Biodiversity refers to both the wealth of living things and the unique ecosystems in which they fit. All these organisms and systems have been forged over hundreds of millions of years to produce the overwhelming variety of life we see today. They are the greatest testament to our planet’s unique place as the home to the only life we know of.
“As part of this global biodiversity ourselves it is also our home. Our only home.”
Every person on this planet benefits in some way from biodiversity, whether it is directly from food and nutrition, crop pollination, technological developments and materials, or indirectly by the resilience from storms, flooding, land slippage and erosion bestowed by ecosystem services. However, through unsustainable exploitation of resources and pollution causing climate change, we threaten biodiversity and our own lives and livelihoods. The latest Global Land Outlook 2 (GLO2) report by the United Nations Convention to Combat Desertification (UNCCD) presents a sobering warning that our mismanagement and misuse of land resources – that is soil, water and biodiversity – threatens the survival of many species on Earth, including our own.
International Day for Biological Diversity (IDB), or World Biodiversity Day, was established by the United Nations (UN) to raise awareness of the myriad issues that threaten biological diversity. Since the year 2000, it has been held on May 22nd to commemorate the adoption of the Convention on Biological Diversity (CBD) whose primary goals are: the conservation of biodiversity; the sustainable use of its components; and the fair and equitable access to benefits from genetic resources.
Barbados, as Party to the CBD and the UNCCD, is doing its part to combat these global trends in biodiversity and ecosystem loss. Barbados has coordinated with the CBD to develop the Post-2020 Global Biodiversity Framework, which follows the Aichi Biodiversity Targets and charts new goals and strategies for conservation and sustainability globally for the next decade and beyond. The Ministry of Environment and National Beautification (MENB) develops and generates support for local conservation projects aimed at protecting Barbados’ biodiversity and ecosystems, such as the protection of the endemic leaf-toed gecko. Through a strategy of establishing local expertise, these projects also build local capacity and knowledge. This is invaluable as it gives Barbadians the ability to support further natural resource management strategies locally, regionally, and even internationally.
In 2002, Barbados’ National Biodiversity Strategy and Action Plan (NBSAP) was first laid in Parliament serving as the nation’s guiding policy for biodiversity conservation.

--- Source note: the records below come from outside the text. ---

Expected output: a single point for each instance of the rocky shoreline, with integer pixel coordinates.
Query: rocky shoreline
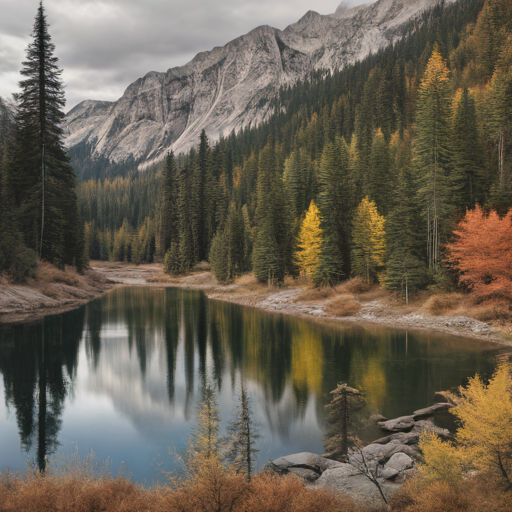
(390, 460)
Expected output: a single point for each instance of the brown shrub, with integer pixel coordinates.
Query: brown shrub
(441, 304)
(344, 305)
(315, 294)
(355, 286)
(47, 273)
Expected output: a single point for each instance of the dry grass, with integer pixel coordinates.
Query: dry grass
(315, 294)
(212, 488)
(343, 305)
(477, 494)
(47, 273)
(441, 304)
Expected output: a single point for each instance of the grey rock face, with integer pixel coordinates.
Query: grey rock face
(230, 87)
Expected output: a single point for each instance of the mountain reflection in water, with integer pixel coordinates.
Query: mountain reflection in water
(121, 376)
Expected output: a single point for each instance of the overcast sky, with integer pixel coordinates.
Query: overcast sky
(104, 45)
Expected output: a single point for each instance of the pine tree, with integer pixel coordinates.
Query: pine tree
(368, 241)
(242, 436)
(41, 181)
(380, 180)
(309, 253)
(15, 258)
(433, 154)
(334, 205)
(500, 125)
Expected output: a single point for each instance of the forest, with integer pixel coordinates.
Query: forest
(368, 171)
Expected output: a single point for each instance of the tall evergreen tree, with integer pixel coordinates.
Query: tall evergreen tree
(433, 154)
(368, 241)
(169, 205)
(405, 268)
(40, 178)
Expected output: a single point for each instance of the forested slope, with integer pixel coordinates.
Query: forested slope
(392, 150)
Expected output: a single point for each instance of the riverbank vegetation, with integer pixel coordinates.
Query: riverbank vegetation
(468, 474)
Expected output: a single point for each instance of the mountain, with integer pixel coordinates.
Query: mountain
(229, 87)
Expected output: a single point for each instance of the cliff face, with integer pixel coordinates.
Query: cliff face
(229, 87)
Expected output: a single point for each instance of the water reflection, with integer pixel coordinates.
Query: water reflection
(121, 375)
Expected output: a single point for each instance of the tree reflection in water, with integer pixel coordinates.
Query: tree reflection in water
(149, 351)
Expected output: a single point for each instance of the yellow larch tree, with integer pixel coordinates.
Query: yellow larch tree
(368, 241)
(309, 253)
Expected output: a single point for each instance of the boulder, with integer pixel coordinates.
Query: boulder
(433, 409)
(401, 424)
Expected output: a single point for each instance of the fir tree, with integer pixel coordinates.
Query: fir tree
(467, 153)
(334, 206)
(205, 435)
(169, 205)
(41, 181)
(405, 268)
(271, 244)
(242, 436)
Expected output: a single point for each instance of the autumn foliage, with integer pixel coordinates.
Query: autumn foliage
(482, 253)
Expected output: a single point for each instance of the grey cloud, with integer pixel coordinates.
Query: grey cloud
(104, 45)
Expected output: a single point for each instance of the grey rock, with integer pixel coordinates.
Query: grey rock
(230, 87)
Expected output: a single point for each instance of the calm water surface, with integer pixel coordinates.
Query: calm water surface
(122, 375)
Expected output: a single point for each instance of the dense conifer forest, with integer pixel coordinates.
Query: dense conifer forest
(365, 171)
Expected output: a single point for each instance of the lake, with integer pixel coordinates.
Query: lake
(122, 375)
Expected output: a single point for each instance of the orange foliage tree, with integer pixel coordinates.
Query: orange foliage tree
(482, 252)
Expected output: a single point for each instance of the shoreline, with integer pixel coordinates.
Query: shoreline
(35, 300)
(375, 309)
(52, 292)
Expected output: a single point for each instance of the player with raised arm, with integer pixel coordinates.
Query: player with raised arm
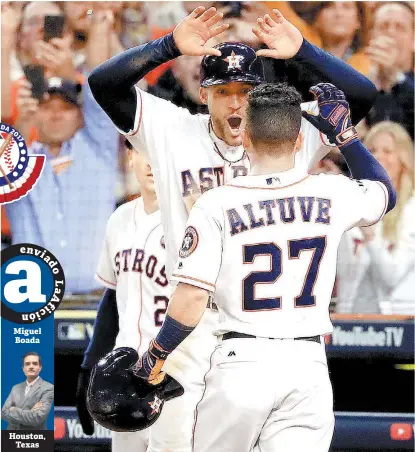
(191, 154)
(132, 268)
(265, 246)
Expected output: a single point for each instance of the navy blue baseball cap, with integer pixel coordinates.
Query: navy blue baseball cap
(238, 63)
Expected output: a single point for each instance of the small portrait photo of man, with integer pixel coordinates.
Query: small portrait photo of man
(29, 402)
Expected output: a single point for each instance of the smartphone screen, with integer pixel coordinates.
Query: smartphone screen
(53, 27)
(35, 74)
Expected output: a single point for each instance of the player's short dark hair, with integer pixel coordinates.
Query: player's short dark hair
(273, 115)
(32, 354)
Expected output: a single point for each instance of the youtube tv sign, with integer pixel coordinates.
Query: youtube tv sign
(401, 432)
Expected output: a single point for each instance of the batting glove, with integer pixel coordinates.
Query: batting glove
(334, 116)
(150, 364)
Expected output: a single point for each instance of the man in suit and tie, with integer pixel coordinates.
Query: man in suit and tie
(29, 403)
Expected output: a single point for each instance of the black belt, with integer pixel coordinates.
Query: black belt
(234, 335)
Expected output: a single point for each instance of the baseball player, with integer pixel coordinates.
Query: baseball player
(191, 154)
(265, 245)
(132, 264)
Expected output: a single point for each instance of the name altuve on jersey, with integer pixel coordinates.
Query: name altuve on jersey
(285, 210)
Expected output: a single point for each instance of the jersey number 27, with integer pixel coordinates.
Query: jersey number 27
(306, 297)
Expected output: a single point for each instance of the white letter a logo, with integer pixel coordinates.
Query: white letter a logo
(33, 291)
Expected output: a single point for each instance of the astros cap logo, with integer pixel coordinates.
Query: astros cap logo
(233, 61)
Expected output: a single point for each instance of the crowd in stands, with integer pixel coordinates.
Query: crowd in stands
(86, 174)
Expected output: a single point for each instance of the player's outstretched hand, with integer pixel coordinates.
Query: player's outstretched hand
(150, 364)
(192, 33)
(334, 115)
(87, 422)
(282, 37)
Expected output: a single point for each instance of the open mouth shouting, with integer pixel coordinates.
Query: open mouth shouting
(234, 122)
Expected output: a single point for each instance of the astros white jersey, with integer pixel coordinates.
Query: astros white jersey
(188, 159)
(132, 263)
(267, 247)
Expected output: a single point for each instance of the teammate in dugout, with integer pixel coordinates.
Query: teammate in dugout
(191, 154)
(132, 269)
(271, 240)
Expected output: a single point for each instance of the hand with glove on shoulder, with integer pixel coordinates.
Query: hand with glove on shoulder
(334, 121)
(334, 117)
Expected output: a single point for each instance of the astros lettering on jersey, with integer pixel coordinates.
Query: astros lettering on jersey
(188, 159)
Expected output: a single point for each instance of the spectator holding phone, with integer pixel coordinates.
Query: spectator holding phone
(66, 211)
(94, 27)
(391, 52)
(376, 264)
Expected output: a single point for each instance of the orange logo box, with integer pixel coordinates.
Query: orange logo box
(60, 428)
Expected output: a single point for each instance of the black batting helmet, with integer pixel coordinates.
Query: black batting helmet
(119, 400)
(238, 63)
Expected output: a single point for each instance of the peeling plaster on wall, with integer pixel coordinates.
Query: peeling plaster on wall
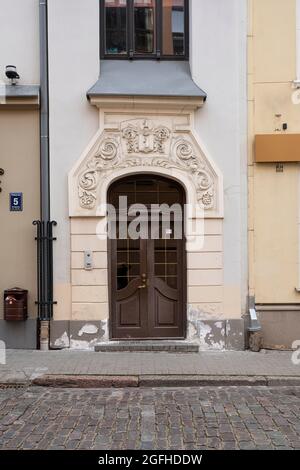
(83, 345)
(63, 341)
(202, 314)
(210, 335)
(88, 329)
(104, 326)
(207, 335)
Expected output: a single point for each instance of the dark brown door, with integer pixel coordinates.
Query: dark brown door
(147, 291)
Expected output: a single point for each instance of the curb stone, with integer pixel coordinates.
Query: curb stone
(144, 381)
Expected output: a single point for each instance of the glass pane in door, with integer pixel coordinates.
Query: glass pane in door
(128, 262)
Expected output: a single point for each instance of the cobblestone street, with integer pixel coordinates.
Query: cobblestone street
(156, 419)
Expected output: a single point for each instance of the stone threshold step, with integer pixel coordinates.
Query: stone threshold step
(144, 381)
(148, 346)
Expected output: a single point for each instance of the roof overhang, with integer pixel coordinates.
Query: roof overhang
(139, 83)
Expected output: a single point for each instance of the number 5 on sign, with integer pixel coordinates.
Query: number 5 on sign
(16, 202)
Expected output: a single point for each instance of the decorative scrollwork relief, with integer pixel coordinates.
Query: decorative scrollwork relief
(145, 146)
(145, 138)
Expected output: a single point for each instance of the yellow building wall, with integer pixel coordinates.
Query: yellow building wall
(273, 196)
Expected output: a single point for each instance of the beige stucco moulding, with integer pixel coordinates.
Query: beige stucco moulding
(145, 135)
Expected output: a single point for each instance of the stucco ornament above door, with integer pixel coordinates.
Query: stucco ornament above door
(144, 145)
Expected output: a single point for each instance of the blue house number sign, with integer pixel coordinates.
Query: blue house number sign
(16, 202)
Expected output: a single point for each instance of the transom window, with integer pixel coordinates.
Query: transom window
(144, 29)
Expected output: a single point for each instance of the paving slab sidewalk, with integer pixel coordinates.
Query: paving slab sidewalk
(214, 367)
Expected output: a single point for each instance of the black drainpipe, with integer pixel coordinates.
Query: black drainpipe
(44, 225)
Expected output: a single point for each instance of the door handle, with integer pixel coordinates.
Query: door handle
(144, 281)
(1, 174)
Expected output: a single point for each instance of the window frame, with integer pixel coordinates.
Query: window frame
(130, 55)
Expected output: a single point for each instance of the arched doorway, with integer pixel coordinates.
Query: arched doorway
(147, 272)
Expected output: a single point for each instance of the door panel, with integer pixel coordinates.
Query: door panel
(148, 276)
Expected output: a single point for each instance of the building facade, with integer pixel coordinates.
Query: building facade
(273, 171)
(147, 100)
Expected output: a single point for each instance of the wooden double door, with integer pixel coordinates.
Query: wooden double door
(148, 274)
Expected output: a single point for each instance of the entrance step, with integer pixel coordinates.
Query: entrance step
(148, 346)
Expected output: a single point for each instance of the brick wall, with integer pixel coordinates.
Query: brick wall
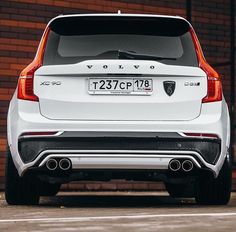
(22, 23)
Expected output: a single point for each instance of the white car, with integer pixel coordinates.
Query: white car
(125, 96)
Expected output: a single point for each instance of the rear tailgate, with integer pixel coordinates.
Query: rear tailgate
(63, 91)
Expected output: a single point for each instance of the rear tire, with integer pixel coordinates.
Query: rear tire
(19, 190)
(215, 191)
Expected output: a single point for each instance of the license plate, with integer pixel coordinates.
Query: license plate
(135, 86)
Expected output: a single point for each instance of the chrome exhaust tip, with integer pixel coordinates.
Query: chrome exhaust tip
(174, 165)
(51, 164)
(64, 164)
(187, 165)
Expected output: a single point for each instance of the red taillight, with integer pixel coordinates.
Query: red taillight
(214, 136)
(214, 85)
(26, 79)
(39, 133)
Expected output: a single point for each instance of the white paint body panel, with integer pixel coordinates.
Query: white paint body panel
(71, 101)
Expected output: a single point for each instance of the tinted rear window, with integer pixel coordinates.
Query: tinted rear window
(75, 39)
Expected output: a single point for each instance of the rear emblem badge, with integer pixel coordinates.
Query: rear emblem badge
(169, 87)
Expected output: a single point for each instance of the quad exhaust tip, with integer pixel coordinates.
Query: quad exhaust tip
(51, 164)
(186, 166)
(64, 164)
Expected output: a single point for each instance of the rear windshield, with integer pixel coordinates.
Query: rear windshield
(75, 39)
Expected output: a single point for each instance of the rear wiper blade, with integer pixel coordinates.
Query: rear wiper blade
(136, 56)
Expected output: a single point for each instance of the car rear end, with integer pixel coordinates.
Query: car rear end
(119, 96)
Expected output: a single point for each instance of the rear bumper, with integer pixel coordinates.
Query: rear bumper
(25, 116)
(111, 150)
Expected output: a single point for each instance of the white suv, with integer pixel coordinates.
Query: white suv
(119, 96)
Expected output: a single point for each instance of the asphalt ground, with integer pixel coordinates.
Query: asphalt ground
(117, 211)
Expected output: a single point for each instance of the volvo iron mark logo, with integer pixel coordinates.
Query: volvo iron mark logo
(169, 87)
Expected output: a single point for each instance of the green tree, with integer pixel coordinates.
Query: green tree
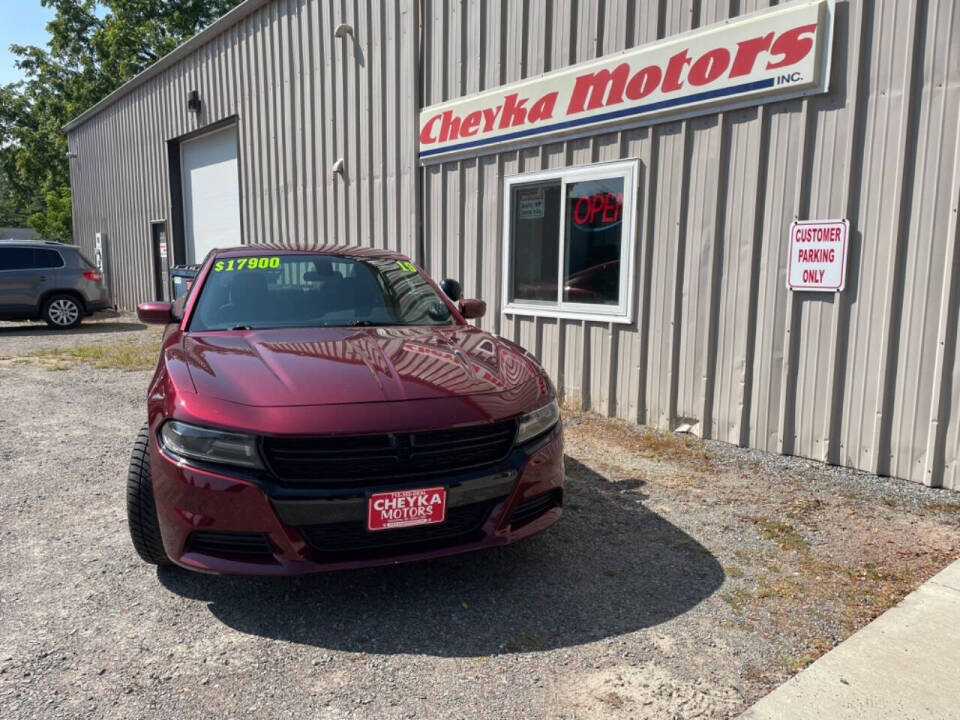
(94, 48)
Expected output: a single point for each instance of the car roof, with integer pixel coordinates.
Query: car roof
(9, 242)
(336, 250)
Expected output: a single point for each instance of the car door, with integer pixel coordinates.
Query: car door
(50, 272)
(22, 282)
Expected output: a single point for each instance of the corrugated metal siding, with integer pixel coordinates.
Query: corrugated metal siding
(302, 99)
(867, 378)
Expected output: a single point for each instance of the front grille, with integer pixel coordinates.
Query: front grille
(332, 460)
(352, 541)
(532, 508)
(229, 543)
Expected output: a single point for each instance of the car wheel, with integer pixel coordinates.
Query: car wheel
(62, 312)
(141, 508)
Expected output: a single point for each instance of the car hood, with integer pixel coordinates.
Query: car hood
(333, 366)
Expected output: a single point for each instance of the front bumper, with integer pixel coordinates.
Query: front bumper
(309, 531)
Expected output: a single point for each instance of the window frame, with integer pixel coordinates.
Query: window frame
(622, 312)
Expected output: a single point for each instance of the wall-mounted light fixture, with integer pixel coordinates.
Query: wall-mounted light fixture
(193, 101)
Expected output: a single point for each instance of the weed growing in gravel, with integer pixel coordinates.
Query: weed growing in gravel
(784, 534)
(667, 447)
(120, 356)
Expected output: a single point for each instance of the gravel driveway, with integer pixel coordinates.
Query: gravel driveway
(686, 579)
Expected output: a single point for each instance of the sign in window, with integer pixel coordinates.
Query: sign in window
(570, 243)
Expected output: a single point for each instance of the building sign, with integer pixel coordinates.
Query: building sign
(769, 55)
(818, 255)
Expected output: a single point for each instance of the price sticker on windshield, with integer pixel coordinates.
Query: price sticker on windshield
(255, 263)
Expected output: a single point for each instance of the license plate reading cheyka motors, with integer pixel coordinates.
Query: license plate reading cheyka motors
(406, 508)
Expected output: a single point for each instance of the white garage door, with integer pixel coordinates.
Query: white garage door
(211, 193)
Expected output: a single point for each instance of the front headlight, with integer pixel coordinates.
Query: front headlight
(538, 422)
(199, 443)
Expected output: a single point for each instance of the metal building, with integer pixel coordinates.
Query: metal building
(684, 317)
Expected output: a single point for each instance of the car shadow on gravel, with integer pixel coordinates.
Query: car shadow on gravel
(609, 567)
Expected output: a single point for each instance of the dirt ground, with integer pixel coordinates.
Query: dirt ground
(686, 579)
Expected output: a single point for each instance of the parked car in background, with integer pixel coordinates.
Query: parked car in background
(49, 281)
(332, 408)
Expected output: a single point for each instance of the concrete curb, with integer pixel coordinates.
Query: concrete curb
(903, 665)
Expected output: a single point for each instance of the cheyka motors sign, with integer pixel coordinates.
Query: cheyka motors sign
(769, 55)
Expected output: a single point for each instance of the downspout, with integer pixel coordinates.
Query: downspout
(418, 59)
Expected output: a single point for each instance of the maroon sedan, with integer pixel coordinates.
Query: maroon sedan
(332, 408)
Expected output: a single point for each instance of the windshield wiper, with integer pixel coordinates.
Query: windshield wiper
(370, 323)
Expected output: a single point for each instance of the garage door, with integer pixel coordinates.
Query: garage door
(211, 193)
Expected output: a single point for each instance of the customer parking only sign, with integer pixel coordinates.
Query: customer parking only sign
(818, 255)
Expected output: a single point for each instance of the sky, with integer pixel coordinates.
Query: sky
(22, 22)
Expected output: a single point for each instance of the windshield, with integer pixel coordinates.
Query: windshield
(271, 291)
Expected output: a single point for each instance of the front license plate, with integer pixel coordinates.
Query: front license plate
(406, 508)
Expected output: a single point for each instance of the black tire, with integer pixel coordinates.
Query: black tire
(62, 312)
(141, 508)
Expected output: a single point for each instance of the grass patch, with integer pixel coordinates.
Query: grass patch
(784, 534)
(125, 356)
(733, 571)
(667, 447)
(795, 665)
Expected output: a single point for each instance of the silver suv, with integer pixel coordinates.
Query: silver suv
(49, 281)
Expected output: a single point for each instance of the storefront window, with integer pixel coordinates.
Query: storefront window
(536, 241)
(571, 242)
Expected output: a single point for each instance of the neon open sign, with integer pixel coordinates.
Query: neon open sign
(598, 211)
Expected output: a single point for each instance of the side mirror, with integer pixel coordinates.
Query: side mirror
(155, 313)
(473, 308)
(452, 289)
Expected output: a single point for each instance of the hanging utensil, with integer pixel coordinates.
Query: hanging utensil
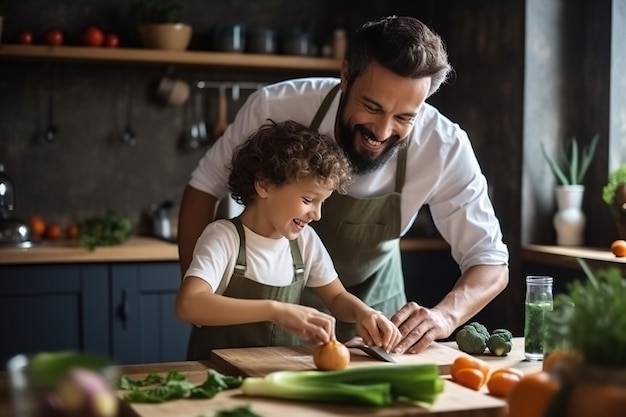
(199, 108)
(222, 118)
(129, 136)
(51, 129)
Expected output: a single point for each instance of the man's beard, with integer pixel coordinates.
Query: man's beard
(363, 162)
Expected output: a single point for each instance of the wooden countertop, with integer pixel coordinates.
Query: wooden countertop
(565, 256)
(139, 249)
(136, 249)
(455, 401)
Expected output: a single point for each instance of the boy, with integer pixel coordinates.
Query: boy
(247, 274)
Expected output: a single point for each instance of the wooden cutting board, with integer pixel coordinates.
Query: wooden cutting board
(455, 401)
(263, 360)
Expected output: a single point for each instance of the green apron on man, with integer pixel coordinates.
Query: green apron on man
(362, 236)
(204, 339)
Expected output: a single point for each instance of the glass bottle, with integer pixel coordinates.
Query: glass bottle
(539, 300)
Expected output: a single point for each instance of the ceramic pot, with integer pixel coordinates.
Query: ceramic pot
(569, 221)
(169, 36)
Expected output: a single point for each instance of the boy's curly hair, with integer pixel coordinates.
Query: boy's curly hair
(284, 152)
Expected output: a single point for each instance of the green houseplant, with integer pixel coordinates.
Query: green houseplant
(571, 165)
(569, 168)
(160, 24)
(595, 384)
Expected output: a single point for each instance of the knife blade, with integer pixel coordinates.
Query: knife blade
(375, 352)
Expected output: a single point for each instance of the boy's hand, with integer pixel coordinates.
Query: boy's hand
(305, 322)
(376, 329)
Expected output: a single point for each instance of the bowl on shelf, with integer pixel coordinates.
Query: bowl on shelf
(169, 36)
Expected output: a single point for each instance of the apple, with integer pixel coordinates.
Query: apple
(111, 40)
(25, 37)
(93, 36)
(54, 37)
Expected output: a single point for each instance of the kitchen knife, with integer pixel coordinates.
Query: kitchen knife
(375, 352)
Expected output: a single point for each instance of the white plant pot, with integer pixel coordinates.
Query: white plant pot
(569, 220)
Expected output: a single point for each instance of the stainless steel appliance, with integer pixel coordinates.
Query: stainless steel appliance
(13, 231)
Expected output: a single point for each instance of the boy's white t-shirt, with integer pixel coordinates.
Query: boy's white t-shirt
(269, 261)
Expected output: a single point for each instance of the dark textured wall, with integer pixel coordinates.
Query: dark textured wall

After assessing its implementation over the years, the MENB used these lessons learned to revise the NBSAP. This updated document was endorsed by Cabinet in 2021 and will soon be laid in Parliament as the new guiding policy for biodiversity conservation, management and sustainable development in Barbados.
The NBSAP outlines 12 Targets aimed at fulfilling a shared vision of sustainable development for the next 15 years, coordinating seamlessly with our other multilateral agreements such as the CBD and the United Nations Sustainable Development Goals (UN-SDGs) which outlines 17 goals adopted by UN Member States in 2015 to end poverty and set a path of peace, prosperity and opportunity for all on a healthy planet by 2030. Through these and other efforts to protect our biodiversity and ecosystems, the MENB’s work also directly contributes to Goals 14 and 15 of the UN-SDGs, the conservation, restoration and sustainable use of land and ocean resources. It is by design that this aligns with the NBSAP Target 3, to reduce the loss of natural habitats and Target 8, to designate 17% of terrestrial and inland water and 10% of marine and coastal areas as interconnected protected areas. Work has already started in the Ministry towards the achievement of these targets. Regarding Target 9, which aims to identify and protect threatened species of flora and fauna we commit to developing and implementing policies of natural and social heritage conservation to preserve significant natural features, habitats and species within and outside the Barbados National Park. Conserving nature’s stage is the most holistic strategy of nature stewardship.
“One hand cyan clap”
This year, the theme for World Biodiversity Day is “building a shared future for all life”. While the global community has made steps in the right direction, the 2020 Sustainable Development Goals Report concluded that this must be the Decade of Action if we are to meet the Sustainable Development Goals and its vision of prosperity by 2030. These goals are lofty but achievable and we are devoted to continuing to do our part to protect our biodiversity and, by extension, the lives and livelihoods of all Barbadians. Everybody has a part to play, every person a piece of the puzzle in Barbados’ social-ecological landscape. The Convention on Biological Diversity’s website gives an enlightening list of actions to support biodiversity for anyone, including businesses, museums, and libraries. We are all in it together.